# "Never Judge a Book By Its Cover"



## WildRoseBeef (Apr 16, 2009)

It's tough to not be cynical at first, but this woman proved that looks don't have to go with a great voice:

http://www.youtube.com/watch?v=9lp0IWv8QZY

Prepared to be wowed!


----------



## Farmer Kitty (Apr 16, 2009)

That was all the talk yesterday on the Today Show! It was fun to watch Simon's face!


----------



## wynedot55 (Apr 16, 2009)

shes been all over the tv for 2 days.am she can sing.


----------



## Thewife (Apr 16, 2009)

I saw her on our local news this morning, she is good!
Simon did look pretty shocked!


----------



## Kute Kitten (Apr 16, 2009)

She is one good singer, and she's 47! That was awsome!


----------



## Farmer Kitty (Apr 16, 2009)

Kute Kitten said:
			
		

> She is one good singer, and she's 47! That was awsome!

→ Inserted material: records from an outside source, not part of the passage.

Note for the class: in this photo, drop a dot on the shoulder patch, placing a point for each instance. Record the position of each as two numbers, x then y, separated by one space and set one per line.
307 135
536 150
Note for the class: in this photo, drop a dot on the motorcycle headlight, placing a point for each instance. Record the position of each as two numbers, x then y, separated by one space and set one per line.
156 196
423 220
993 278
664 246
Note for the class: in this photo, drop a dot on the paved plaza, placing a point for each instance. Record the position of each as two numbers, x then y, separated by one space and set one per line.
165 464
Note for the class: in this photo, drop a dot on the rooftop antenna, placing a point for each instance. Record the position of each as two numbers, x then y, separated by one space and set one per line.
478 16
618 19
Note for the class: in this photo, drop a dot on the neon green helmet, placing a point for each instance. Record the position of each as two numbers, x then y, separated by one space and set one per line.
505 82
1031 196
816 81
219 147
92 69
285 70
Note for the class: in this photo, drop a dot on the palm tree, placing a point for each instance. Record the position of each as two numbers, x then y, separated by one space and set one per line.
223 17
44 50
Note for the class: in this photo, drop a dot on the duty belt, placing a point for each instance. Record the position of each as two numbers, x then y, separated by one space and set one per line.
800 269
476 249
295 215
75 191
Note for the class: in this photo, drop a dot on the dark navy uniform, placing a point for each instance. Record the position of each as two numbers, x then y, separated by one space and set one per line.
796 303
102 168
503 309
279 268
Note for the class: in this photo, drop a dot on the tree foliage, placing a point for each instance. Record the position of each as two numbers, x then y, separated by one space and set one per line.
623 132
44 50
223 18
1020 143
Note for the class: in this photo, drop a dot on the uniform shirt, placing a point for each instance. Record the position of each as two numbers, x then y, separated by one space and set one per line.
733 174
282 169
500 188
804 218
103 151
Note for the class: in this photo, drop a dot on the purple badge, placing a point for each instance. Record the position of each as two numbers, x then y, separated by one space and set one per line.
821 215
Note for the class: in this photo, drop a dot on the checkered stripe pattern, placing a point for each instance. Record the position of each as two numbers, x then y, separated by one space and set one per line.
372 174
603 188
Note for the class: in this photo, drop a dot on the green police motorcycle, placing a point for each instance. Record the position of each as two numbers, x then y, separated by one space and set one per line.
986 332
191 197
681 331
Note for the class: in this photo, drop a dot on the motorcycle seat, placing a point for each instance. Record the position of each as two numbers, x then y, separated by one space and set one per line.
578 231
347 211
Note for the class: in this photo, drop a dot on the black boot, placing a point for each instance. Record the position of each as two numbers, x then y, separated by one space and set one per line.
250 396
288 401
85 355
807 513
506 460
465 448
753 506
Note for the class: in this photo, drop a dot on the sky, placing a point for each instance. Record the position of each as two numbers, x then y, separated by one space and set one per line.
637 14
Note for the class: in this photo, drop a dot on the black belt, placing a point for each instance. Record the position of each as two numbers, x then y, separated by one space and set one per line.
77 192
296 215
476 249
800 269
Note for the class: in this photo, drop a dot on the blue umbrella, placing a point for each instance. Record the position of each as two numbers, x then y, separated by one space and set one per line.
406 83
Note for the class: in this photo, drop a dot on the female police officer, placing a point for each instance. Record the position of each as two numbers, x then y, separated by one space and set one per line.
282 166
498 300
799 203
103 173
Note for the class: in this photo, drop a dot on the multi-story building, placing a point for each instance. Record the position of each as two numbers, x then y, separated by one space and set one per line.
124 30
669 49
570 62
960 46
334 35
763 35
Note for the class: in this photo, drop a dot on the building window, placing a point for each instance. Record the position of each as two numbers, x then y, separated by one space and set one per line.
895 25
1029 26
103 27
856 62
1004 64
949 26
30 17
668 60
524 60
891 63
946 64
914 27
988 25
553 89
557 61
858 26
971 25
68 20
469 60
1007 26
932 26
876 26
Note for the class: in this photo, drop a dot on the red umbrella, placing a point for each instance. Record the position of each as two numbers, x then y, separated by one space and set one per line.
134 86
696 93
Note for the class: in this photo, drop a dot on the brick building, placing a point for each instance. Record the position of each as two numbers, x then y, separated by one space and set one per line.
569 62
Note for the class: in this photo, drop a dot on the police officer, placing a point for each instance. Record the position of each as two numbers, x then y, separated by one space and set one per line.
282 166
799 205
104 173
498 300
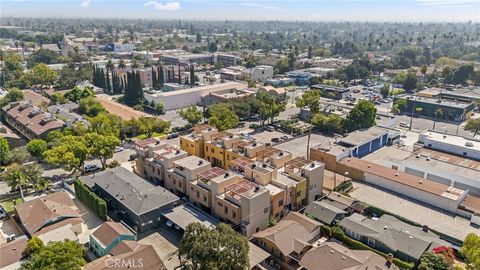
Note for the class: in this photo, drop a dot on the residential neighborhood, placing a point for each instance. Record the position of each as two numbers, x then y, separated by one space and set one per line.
135 139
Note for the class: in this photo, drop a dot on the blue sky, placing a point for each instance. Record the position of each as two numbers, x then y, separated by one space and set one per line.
324 10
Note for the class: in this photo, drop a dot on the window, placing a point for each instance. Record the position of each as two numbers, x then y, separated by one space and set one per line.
371 242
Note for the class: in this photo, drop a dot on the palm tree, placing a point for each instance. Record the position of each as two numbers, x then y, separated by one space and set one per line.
121 64
15 179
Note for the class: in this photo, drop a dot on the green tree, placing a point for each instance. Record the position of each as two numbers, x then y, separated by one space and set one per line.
64 255
222 116
34 246
385 91
43 75
473 125
4 149
150 125
362 115
101 147
17 155
37 147
471 251
13 95
310 100
192 115
90 106
77 93
220 248
432 261
105 124
70 154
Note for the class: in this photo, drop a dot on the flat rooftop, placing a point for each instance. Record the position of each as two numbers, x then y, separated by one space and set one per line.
453 139
191 162
362 136
454 164
404 178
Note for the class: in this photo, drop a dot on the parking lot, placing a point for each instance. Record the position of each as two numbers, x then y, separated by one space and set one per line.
436 219
165 241
7 228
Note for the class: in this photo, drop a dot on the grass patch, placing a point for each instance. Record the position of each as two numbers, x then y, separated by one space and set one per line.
144 136
8 205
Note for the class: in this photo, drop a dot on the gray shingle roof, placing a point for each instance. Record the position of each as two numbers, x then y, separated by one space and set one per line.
323 211
129 189
394 233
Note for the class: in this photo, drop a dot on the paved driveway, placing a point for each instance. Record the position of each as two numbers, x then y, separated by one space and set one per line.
436 219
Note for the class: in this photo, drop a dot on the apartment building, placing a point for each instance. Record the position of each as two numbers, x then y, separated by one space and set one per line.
193 143
155 159
184 171
29 120
246 205
209 183
215 149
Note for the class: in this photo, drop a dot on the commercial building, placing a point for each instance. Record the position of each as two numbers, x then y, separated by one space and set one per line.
288 240
226 60
30 120
450 143
130 198
332 91
442 109
259 73
192 96
433 193
199 59
53 212
226 95
356 144
108 235
447 169
388 234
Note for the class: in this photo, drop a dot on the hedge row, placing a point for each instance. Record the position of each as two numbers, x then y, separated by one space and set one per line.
375 211
337 233
344 187
90 199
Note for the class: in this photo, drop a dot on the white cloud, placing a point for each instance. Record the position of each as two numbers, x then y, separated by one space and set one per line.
449 3
169 6
85 3
260 5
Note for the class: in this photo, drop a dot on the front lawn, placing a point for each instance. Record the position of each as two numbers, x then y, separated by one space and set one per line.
8 205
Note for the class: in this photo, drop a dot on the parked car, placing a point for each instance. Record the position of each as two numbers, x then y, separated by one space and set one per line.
3 213
172 136
91 168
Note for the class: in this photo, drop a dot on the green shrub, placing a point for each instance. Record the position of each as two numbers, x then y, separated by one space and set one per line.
90 199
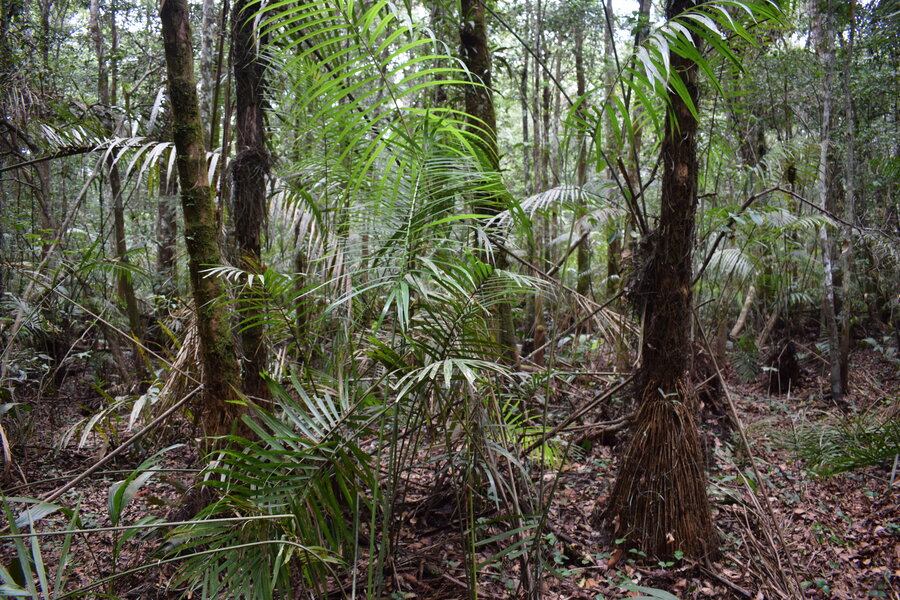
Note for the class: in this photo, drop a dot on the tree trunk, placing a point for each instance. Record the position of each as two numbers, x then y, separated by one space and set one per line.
207 37
483 121
106 90
849 207
249 172
583 258
825 49
221 372
165 283
658 503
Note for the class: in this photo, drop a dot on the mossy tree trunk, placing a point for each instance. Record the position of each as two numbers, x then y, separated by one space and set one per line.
106 91
249 171
658 503
483 121
221 373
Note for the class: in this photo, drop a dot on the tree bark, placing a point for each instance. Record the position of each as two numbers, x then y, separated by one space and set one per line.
849 206
658 503
221 372
106 90
483 122
207 37
825 50
583 258
249 170
165 283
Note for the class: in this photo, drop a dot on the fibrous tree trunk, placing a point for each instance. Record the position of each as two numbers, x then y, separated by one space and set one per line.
658 503
249 170
483 121
221 372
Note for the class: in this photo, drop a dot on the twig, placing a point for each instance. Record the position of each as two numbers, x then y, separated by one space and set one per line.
125 445
578 413
724 580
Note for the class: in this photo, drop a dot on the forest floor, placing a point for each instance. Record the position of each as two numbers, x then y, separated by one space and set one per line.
835 537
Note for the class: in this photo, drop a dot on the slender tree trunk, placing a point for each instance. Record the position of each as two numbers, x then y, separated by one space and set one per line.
658 503
106 90
221 372
849 207
583 258
165 283
825 49
483 121
207 38
249 170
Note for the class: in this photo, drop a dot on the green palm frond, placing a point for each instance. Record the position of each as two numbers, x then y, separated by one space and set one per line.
306 463
834 446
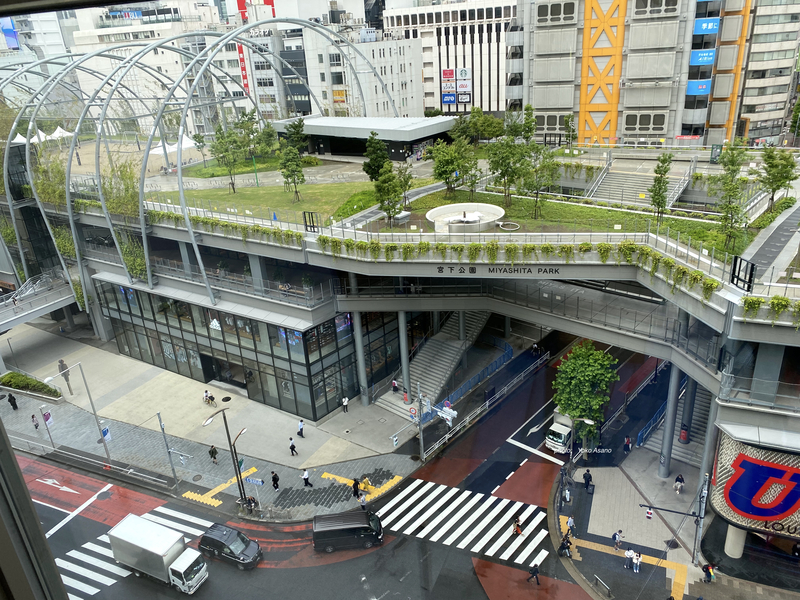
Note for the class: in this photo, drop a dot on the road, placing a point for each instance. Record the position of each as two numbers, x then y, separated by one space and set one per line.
448 528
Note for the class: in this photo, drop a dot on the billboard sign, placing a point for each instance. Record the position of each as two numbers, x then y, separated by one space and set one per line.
706 26
702 57
756 488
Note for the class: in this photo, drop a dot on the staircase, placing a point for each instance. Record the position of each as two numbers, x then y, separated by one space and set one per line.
691 453
437 359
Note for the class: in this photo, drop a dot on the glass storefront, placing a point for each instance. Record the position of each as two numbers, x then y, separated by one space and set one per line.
301 372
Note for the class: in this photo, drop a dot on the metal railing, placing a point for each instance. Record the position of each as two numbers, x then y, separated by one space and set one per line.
219 278
485 406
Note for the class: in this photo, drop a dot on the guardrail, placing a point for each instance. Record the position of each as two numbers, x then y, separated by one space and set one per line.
483 408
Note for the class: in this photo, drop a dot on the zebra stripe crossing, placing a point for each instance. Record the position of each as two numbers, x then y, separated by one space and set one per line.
83 570
467 520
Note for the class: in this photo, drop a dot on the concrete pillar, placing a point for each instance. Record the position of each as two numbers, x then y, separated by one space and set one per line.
402 330
358 335
669 422
688 408
734 541
769 361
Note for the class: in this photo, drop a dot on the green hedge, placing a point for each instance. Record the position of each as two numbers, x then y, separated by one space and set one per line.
21 382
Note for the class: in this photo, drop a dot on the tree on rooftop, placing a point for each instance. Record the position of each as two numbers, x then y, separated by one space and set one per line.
582 385
776 171
292 170
228 151
659 189
377 156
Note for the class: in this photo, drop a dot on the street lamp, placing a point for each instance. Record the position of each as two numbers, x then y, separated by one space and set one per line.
91 403
588 422
232 448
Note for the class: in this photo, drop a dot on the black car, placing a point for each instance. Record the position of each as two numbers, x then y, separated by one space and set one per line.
231 545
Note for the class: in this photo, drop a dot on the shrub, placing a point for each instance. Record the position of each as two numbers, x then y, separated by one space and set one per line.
18 381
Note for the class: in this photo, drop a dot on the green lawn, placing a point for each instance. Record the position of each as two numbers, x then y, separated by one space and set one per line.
322 198
560 217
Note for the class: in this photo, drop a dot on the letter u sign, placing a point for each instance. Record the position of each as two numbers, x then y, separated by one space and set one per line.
763 490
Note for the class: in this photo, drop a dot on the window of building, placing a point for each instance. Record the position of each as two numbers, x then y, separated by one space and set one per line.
777 19
775 55
785 36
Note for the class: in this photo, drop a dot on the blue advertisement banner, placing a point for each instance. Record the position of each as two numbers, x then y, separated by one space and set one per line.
702 57
706 26
698 88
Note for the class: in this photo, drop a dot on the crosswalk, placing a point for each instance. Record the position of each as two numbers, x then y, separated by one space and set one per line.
467 520
85 571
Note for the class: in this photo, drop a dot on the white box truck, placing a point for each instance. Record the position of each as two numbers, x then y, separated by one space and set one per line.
157 551
559 436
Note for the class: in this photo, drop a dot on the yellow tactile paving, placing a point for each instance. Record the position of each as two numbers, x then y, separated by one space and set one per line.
208 497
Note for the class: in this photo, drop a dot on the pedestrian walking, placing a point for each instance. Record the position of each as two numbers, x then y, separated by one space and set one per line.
64 370
629 554
617 539
306 483
516 528
571 526
534 571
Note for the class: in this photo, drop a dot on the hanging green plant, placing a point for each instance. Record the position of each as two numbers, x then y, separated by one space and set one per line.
374 249
679 276
655 261
492 250
474 251
567 252
777 306
547 250
336 247
604 250
511 251
709 287
695 277
751 304
529 250
626 250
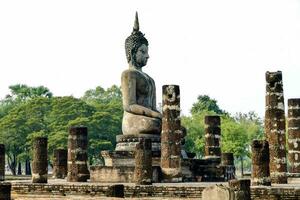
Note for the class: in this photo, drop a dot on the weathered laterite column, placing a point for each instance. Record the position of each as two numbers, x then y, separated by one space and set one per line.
227 161
77 155
260 163
241 189
212 137
40 160
171 135
60 160
275 127
5 191
294 134
143 162
2 162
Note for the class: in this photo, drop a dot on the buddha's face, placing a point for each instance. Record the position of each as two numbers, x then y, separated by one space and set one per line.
141 56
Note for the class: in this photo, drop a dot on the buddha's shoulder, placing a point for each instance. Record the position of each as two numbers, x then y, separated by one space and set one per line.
131 72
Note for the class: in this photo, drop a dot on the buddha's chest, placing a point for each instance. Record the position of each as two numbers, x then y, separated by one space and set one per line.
145 85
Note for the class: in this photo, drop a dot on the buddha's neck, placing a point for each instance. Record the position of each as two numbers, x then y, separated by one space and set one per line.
135 67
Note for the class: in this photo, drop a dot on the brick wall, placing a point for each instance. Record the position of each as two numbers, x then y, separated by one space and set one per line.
161 190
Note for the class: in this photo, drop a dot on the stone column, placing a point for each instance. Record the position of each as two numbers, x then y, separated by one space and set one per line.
275 127
260 163
60 167
171 135
77 155
241 189
227 161
5 191
143 162
212 137
40 160
294 134
2 162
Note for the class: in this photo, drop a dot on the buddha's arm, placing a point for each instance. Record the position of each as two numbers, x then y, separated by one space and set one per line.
129 98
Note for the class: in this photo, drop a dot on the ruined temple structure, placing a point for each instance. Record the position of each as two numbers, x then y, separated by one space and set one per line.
275 127
143 162
77 155
212 137
2 162
142 121
171 135
227 162
60 166
260 163
40 160
294 135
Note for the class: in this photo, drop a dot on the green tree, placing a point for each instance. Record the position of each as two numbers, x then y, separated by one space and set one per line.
24 119
205 103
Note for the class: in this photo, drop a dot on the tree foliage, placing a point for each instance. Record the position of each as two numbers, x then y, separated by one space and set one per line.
237 132
33 111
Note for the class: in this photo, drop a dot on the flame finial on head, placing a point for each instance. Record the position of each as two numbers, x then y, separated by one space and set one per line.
135 40
136 26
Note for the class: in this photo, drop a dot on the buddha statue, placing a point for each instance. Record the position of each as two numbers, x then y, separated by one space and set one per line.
138 89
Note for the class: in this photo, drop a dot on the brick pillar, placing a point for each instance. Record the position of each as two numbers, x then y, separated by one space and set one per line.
275 127
171 134
40 160
77 155
227 161
212 137
260 163
241 189
294 134
143 162
60 167
5 190
2 162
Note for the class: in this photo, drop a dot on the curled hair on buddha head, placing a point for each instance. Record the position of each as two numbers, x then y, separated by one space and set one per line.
134 41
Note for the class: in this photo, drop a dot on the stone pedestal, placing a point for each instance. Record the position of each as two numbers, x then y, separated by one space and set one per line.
236 190
260 163
294 134
143 163
40 160
129 142
275 127
212 137
60 166
5 191
77 155
171 134
227 161
2 162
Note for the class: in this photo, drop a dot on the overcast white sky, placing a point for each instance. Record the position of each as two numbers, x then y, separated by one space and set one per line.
218 47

What? You say that like 47 is old. Watch it kid!


----------



## wynedot55 (Apr 16, 2009)

kitty your no where near 47.


----------



## Farmer Kitty (Apr 16, 2009)

wynedot55 said:
			
		

> kitty your no where near 47.


Others here are! I'm under a decade to it.


----------



## wynedot55 (Apr 16, 2009)

yes theres a bunch of us close to it or over it.


----------



## GrassFarmerGalloway (Apr 17, 2009)

I saw this before everybody else. Several days ago.


----------



## Kute Kitten (Apr 17, 2009)

How did you see this before everyone else, GFG?


----------



## GrassFarmerGalloway (Apr 18, 2009)

Through the IDQ and the DUG.


----------



## Farmer Kitty (Apr 18, 2009)

GrassFarmerGalloway said:
			
		

> Through the IDQ and the DUG.


The WHAT? This old timer doesn't follow.


----------



## GrassFarmerGalloway (Apr 19, 2009)

The grapevine, essentially.


----------



## Kute Kitten (Apr 19, 2009)

Oh.


----------